C'est l'ouverture dimanche ! : Chasseurs-agriculteurs : le dialogue nécessaire

Didier BOUVILLE

C'est l'ouverture dimanche ! : Chasseurs-agriculteurs : le dialogue nécessaire

L'ouverture générale de la chasse aura lieu ce dimanche à la levée du jour, un mois après l'ouverture de la chasse aux sangliers ouverte depuis la mi-août.
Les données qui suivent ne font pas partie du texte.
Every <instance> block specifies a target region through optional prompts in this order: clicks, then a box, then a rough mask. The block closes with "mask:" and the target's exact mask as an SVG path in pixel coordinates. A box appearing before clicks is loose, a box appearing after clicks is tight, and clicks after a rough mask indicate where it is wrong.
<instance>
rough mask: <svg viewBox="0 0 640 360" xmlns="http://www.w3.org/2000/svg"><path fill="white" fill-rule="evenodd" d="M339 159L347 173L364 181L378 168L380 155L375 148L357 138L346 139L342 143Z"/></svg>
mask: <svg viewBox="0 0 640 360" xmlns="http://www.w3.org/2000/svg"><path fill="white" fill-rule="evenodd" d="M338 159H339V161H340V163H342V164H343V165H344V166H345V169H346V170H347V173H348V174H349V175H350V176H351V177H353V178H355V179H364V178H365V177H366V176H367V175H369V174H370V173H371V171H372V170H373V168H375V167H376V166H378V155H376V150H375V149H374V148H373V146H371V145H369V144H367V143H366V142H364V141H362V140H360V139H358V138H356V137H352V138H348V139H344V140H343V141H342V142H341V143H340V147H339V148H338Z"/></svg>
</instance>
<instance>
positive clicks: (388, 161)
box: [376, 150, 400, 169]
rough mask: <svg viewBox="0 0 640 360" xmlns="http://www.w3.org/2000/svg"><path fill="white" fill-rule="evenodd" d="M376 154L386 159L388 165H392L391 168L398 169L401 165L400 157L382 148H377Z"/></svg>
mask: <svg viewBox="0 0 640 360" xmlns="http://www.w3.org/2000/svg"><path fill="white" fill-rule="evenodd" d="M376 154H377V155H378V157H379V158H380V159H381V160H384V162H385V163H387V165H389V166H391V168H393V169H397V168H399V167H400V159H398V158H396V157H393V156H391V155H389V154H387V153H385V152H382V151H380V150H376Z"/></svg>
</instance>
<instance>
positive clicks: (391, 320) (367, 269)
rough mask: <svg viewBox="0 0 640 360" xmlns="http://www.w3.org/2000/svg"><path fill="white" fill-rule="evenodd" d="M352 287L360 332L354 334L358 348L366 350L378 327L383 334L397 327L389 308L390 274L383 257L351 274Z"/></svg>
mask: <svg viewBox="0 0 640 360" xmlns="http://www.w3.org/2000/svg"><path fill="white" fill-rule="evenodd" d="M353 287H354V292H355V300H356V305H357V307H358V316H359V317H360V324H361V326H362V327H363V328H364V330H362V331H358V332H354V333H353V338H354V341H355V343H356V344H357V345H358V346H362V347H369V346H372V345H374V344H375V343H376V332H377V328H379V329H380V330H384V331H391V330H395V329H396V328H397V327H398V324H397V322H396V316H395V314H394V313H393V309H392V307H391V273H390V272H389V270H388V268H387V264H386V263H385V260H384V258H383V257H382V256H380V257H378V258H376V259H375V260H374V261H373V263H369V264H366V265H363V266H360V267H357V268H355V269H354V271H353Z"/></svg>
Michel Gombert, président de la Fédération Départementale de la Chasse (14 000 adhérents) regrette que les agriculteurs soient de moins en moins nombreux à chasser, «sur mon secteur de Luc, nous n'en n'avons qu'un tiers, c'est dommage pour l'équilibre des bonnes relations entre chasseurs et agriculteurs». Depuis 2006, le dialogue s'est amélioré avec la mise en place d'unités de gestion animées par des comités de pilotage où sont représentés à parité les agriculteurs et les chasseurs.
«Cela contribue à responsabiliser les sociétés de chasse en faveur de la gestion du gibier, notamment le sanglier dont les dégâts de cultures sont préjudiciables à notre métier» ajoute Claude Rabayrol, président de la Section Chasse et Dégâts de gibier de la FDSEA (à gauche sur notre photo). «Les unités de gestion doivent remplir leur rôle» ajoute M. Gombert, «dans le respect du travail des agriculteurs. Dans le cas contraire, nous mettons en place des battues administratives si nécessaire». Si la Section Chasse et Dégâts de gibier de la FDSEA confirme les bonnes relations entre les deux parties, elle n'en souhaite pas moins faire évoluer le dispositif en vigueur relatif aux dates de chasse.

Chasser tous les jours

«Ce que nous voulons, c'est pouvoir chasser tous les jours, notamment entre le 14 septembre et le 5 janvier» lâche Claude Rabayrol. Michel Gombert, rétorque que «c'est l'assemblée générale de notre Fédération qui décide des jours de chasse. Je comprends cette revendication des agriculteurs mais je leur dis aussi que nous avons un devoir de respect de la nature, pour laisser les espèces se reproduire. Mais entre le 5 janvier et le 28 février, ce sont les unités de gestion qui décident d'intervenir s'il y a des dégâts de gibier sur les cultures». Michel Gombert indique que le bilan actuel des dégâts de gibier est comparable à celui de 2007, «avec de gros dossiers cette année». Il ajoute que sa Fédération sensibilise les chasseurs afin qu'ils soient respectueux de la nature et de la propriété d'autrui, dans le cadre de leur mission de service public.

Devoirs et droits

Claude Rabayrol estime que le dialogue doit être amélioré entre chasseurs et agriculteurs. «Si nous avons des devoirs, nous avons aussi des droits en tant que propriétaires autorisant les sociétés de chasse à venir chasser sur nos territoires. Mais l'agriculteur perd un peu le contrôle de la chasse du gros gibier. Car des décisions pas toujours favorables à nos intérêts sont prises, notamment pour les dates de chasse. La nature appartient à tout le monde certes. Mais le droit de propriété, c'est aussi pour un agriculteur la possibilité d'intervenir chez lui lorsqu'il y a des dégâts de gibier importants qui représentent un préjudice financier souvent conséquent».